Driverless cars are a smart move for the South East Midlands

12 February 2015

If you’re in Milton Keynes in years to come you may be seeing something very, very different on the roads…driverless cars.

State-of-the-art ‘autonomous pods’ are to be tested in public areas in the city as part of a ground-breaking pilot scheme to revolutionise transport systems.

The’smart city agenda’ has benefitted from millions of pounds of funding secured by the South East Midlands Local Enterprise Partnership (SEMLEP) through the latest round of the Local Growth Deal.

It means the South East Midlands is playing a pivotal role in pioneering a scheme which looks set to revolutionise the transport infrastructure not only locally but nationally and, potentially, internationally.


A prototype of the driverless car


Not only is Milton Keynes one of four pilot areas for the technology, but future testing at nearby Millbrook Proving Ground in Bedfordshire and an intensive research programme at Cranfield University will ensure the South East Midlands remains at the forefront of the smart city agenda.

Once again, it is the South East Midlands leading the way, with key industries, companies, business leaders and universities coming together to fly the flag for the area and show the rest of the world just what can be done by pooling extensive knowledge and resources.

Transport ministers have labelled the new technology a “real game changer” and experts believe the pods could change the way we get around forever.

Business secretary Vince Cable said the trials, backed by £19m worth of government funding, would ensure the UK remains at the cutting edge of automotive technology and would create a raft of highly-skilled jobs.

He said: “The projects we are now funding in Greenwich, Bristol, Milton Keynes and Coventry will help to ensure we are world-leaders in this field and able to benefit from what is expected to be a £900bn industry by 2025.”

A Department for Transport review of road laws has given the green light to the.
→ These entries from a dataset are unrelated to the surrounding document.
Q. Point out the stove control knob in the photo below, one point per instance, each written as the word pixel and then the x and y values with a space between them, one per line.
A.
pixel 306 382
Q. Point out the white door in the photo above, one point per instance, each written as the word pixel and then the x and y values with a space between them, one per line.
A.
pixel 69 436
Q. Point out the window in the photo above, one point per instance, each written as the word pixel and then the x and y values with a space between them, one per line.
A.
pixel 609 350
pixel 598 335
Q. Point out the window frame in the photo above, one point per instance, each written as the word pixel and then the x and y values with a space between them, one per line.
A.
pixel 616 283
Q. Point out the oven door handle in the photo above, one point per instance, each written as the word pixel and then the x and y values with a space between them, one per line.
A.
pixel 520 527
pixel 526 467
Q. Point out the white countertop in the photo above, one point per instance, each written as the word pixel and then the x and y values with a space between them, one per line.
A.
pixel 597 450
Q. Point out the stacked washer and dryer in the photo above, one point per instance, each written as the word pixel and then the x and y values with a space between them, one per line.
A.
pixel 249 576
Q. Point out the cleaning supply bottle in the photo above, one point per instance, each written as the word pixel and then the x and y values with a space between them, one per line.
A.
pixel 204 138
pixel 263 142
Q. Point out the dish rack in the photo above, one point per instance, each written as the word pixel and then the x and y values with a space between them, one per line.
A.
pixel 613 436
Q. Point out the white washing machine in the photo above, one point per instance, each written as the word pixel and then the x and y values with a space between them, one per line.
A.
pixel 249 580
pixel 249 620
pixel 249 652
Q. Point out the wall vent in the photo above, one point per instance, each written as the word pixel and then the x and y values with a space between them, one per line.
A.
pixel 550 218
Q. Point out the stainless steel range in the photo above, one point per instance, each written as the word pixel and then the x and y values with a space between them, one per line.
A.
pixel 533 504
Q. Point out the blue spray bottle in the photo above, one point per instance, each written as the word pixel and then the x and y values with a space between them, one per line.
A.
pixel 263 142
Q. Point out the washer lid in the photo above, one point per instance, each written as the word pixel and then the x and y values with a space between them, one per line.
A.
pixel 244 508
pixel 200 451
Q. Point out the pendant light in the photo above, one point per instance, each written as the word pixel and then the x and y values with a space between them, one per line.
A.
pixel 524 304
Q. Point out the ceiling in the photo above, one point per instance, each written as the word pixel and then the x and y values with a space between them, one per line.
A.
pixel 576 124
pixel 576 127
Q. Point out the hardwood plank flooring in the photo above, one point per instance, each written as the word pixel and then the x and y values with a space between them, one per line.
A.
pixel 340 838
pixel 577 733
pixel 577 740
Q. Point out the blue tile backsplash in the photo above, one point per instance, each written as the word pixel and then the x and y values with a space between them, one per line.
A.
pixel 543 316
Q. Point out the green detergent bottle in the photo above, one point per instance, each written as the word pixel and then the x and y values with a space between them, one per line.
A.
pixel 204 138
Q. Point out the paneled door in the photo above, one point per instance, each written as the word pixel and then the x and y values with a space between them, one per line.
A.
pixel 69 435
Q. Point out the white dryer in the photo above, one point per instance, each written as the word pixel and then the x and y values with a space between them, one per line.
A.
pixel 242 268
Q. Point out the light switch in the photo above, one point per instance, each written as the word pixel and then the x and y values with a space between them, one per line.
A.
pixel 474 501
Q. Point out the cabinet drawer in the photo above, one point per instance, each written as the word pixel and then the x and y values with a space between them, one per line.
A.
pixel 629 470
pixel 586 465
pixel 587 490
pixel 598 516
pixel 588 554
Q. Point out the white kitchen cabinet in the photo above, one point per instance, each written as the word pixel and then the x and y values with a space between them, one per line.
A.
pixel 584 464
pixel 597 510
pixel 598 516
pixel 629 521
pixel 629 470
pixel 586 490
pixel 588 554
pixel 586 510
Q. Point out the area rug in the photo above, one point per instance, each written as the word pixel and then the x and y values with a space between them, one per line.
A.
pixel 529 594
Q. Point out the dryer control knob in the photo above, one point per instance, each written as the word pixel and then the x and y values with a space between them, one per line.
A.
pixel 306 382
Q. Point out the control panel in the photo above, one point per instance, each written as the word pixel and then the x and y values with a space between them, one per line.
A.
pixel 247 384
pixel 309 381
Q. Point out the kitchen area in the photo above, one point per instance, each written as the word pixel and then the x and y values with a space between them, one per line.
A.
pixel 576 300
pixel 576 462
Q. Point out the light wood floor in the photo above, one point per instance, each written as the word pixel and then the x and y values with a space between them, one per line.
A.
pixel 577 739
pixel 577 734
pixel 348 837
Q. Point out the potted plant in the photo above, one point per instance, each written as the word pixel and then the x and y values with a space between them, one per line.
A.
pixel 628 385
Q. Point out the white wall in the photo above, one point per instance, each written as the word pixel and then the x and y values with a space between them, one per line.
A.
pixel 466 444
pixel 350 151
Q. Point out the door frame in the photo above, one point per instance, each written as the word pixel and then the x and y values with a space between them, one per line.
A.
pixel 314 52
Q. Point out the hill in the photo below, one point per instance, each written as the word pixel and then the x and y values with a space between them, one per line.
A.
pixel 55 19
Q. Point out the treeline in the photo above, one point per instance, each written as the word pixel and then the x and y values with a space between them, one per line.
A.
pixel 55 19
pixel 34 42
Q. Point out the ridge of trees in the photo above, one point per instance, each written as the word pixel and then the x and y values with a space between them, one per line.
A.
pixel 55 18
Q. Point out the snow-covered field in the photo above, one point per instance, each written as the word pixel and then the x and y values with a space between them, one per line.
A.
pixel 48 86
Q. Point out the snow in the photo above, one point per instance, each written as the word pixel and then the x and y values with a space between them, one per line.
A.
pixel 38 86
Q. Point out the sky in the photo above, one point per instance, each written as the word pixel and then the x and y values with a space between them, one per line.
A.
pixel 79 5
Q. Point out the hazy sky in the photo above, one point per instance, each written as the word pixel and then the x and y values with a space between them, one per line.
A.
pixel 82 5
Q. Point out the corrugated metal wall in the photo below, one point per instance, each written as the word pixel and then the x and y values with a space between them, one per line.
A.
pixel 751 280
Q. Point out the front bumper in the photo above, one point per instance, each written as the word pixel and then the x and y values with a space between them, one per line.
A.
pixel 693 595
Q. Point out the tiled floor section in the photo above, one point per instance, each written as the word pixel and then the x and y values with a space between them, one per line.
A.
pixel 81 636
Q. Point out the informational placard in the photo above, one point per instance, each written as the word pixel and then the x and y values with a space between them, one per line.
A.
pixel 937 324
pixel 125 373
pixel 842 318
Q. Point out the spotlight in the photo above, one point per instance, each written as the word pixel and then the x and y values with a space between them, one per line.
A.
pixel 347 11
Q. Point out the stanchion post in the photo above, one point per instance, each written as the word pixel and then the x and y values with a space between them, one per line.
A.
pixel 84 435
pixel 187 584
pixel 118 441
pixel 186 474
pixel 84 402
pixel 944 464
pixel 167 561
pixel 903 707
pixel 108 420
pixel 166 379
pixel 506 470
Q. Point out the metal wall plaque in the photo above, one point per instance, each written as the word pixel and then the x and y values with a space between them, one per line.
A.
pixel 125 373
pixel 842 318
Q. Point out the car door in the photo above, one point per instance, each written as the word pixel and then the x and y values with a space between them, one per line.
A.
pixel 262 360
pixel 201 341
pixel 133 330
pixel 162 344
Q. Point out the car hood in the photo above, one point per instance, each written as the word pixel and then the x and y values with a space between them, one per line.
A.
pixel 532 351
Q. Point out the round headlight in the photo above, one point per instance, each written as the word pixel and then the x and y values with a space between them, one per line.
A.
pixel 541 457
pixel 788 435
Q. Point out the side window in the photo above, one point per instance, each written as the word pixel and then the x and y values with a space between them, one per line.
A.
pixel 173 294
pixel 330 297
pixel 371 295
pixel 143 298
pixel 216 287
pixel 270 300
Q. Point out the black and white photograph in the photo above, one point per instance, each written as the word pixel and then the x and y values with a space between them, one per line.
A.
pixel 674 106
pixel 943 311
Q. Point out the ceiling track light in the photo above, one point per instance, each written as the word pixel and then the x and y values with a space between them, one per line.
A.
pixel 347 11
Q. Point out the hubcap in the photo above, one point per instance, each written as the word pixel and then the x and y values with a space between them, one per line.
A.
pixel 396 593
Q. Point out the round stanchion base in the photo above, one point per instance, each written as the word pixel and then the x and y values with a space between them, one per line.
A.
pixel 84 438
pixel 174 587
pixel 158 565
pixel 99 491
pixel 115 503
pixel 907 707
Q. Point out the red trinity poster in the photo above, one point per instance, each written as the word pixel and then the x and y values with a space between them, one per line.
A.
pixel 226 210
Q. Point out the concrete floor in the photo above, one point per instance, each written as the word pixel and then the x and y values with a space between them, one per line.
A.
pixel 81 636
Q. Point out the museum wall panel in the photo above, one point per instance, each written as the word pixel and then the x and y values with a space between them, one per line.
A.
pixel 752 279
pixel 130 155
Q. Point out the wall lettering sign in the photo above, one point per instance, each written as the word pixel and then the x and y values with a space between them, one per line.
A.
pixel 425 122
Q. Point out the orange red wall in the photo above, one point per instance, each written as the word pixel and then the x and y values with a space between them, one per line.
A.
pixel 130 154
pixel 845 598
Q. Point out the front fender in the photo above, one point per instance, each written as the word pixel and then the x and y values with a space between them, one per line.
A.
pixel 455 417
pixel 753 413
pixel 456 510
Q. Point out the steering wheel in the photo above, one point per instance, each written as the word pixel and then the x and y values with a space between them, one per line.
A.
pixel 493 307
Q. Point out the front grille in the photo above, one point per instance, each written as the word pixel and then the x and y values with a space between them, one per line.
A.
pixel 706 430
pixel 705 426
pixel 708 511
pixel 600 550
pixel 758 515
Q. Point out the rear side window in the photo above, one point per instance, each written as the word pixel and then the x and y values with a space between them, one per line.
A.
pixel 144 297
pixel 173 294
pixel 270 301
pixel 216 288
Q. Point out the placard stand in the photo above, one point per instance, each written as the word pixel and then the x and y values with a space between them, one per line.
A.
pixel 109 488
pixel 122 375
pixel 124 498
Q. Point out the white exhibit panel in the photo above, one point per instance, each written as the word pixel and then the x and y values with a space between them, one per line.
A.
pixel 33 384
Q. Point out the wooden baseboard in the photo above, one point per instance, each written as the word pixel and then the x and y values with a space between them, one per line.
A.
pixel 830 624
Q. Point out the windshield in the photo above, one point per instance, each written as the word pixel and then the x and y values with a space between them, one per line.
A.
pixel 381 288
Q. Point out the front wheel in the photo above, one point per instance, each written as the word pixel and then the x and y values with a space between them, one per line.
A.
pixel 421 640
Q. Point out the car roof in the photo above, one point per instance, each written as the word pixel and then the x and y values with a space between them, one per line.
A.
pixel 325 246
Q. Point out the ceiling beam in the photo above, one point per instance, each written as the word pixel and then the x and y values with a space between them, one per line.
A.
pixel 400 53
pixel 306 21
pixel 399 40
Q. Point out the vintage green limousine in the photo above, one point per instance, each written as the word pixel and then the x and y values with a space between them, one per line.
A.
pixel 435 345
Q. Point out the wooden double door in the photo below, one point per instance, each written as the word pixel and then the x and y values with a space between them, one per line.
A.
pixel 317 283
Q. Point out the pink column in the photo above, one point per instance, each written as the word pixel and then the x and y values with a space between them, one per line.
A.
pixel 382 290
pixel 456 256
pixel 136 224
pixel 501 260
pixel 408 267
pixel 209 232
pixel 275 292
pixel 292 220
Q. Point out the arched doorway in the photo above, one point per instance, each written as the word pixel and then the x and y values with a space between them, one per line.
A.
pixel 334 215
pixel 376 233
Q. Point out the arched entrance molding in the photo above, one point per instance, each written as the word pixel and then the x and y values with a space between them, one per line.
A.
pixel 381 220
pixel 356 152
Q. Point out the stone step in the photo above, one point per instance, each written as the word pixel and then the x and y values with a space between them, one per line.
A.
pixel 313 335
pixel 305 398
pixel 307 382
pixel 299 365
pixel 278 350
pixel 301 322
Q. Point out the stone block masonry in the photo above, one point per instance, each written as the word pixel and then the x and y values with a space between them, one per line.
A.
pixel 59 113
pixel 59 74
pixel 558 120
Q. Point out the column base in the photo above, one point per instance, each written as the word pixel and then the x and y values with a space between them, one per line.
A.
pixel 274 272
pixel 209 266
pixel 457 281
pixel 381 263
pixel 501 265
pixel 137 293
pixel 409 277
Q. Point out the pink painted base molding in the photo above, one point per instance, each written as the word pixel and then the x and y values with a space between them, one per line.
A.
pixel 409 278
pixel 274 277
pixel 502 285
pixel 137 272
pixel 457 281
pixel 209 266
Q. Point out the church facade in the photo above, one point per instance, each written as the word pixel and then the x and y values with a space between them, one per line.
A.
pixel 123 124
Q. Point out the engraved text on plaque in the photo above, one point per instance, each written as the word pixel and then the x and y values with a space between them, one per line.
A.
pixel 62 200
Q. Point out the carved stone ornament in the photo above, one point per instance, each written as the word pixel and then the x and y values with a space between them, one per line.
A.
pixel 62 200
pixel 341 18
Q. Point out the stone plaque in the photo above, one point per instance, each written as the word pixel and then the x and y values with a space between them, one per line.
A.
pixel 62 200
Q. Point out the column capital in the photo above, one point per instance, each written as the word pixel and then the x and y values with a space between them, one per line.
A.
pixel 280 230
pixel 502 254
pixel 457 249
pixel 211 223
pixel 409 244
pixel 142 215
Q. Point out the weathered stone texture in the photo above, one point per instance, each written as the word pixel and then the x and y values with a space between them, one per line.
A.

Three different autonomous vehicles will start operating from this spring in public urban spaces, in tests designed to assess the public’s interaction with the vehicles as much as the evolving technology.

Transport minister Claire Perry said: “These are still early days but today is an important step. The trials present a fantastic opportunity for this country to take a lead internationally in the development of this new technology.”